Hinterher entschuldigte Thomas sich, bestand aber auch darauf, sie nicht geschlagen zu haben. Ihre Mutter glaubte ihm. „Er wollte dich nur zur Rede stellen und hat dich dabei aus Versehen zu fest gehalten“, sagte sie. Sie strich sich über die eigene Schulter und sah dabei Kims an. „Das ist aber auch … ein hässliches Ding.“
Thomas hatte sie immer dann aus Versehen zu festgehalten, wenn sie allein waren. Ihre Mutter sagte immer, sie übertreibt. Kim liebte sie trotzdem, aber warum ihre Mutter Thomas liebte, wusste sie nicht.
Thomas liebte was kroch und krabbelte, biss und stach. Im Keller hatte er einen Raum mit Terrarien eingerichtet. Er nannte es seine Schatzkammer. Glaskästen an der Wand statt Kisten voller Gold. Als Kind hielt Kim es kaum aus, allein runter zu gehen, um ein Eis aus der Truhe zu holen. Sie verzichtete oft darauf, selbst wenn sie sich nach dem Essen eines nehmen durfte.
Thomas hatte die Schatzkammer ausgerechnet in dem Raum eingerichtet, der wie kein zweiter im Haus ihrem Vater gehört hatte. Als C-Jungendtrainer hatte er den „Kram“ darin aufbewahrt, die Netze, die Bälle, die Stollenschuhe für die Kinder, die erst mal ein Probetraining machen wollten. Nach dem Unfall hatte ihre Mutter alles zurück an den Verein gegeben.

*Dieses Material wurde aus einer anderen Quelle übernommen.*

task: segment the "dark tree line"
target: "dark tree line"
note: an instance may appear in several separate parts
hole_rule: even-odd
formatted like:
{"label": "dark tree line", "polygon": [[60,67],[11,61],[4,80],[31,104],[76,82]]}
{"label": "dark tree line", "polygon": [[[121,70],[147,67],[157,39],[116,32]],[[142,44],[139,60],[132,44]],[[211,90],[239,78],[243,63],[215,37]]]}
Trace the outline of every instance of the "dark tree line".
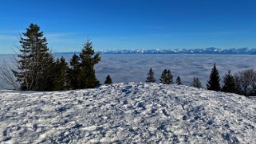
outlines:
{"label": "dark tree line", "polygon": [[[69,61],[61,56],[54,60],[47,46],[47,40],[40,27],[30,24],[20,37],[21,47],[12,69],[22,91],[63,91],[93,88],[100,85],[94,65],[100,60],[90,41],[86,41],[79,56],[74,54]],[[108,75],[105,84],[111,84]]]}
{"label": "dark tree line", "polygon": [[[156,80],[154,77],[154,72],[151,68],[146,82],[155,83]],[[173,84],[173,76],[171,72],[164,69],[160,78],[160,83],[164,84]],[[176,84],[182,85],[182,80],[179,76],[177,76]],[[191,87],[197,88],[203,88],[202,84],[199,78],[194,77]],[[209,80],[207,84],[207,88],[211,91],[223,91],[236,93],[246,96],[256,95],[256,71],[253,69],[243,70],[240,72],[235,73],[234,76],[231,74],[230,71],[223,77],[223,83],[221,84],[221,79],[217,69],[216,64],[211,69]]]}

Den Raum hatte Thomas sich einfach genommen. Das behauptete ihre Mutter immer. „Und ich dachte, letzten Endes ist es nur ein Raum, Papa hätte das nicht schlimm gefunden.“ Sie strich Kim über den Kopf. „Findest du nicht?“
Fand sie nicht.
Mit fünfzehn hatte sie in der Küche ein Glas Wasser aus der Leitung getrunken. Kleine Nadeln wanderten unten über ihre nackten Füße. Zuerst dachte sie, es wäre nur das Kribbeln, das sie sich manchmal einbildete, im Wissen darüber, was im Keller wohnte. Doch es hörte nicht auf.
Sie sah nach unten und schrie. Das Glas fiel ihr aus der Hand in die Spüle. Sie trat ins Nichts, einfach weit weg mit dem Ding. Durch die Luft flog ein Tausendfüßler, lang und dick wie ein Stück Darm. Er klatsche an den Kühlschrank, fiel zu Boden und suchte wild nach einer dunklen Ecke, in die er sich verkriechen konnte.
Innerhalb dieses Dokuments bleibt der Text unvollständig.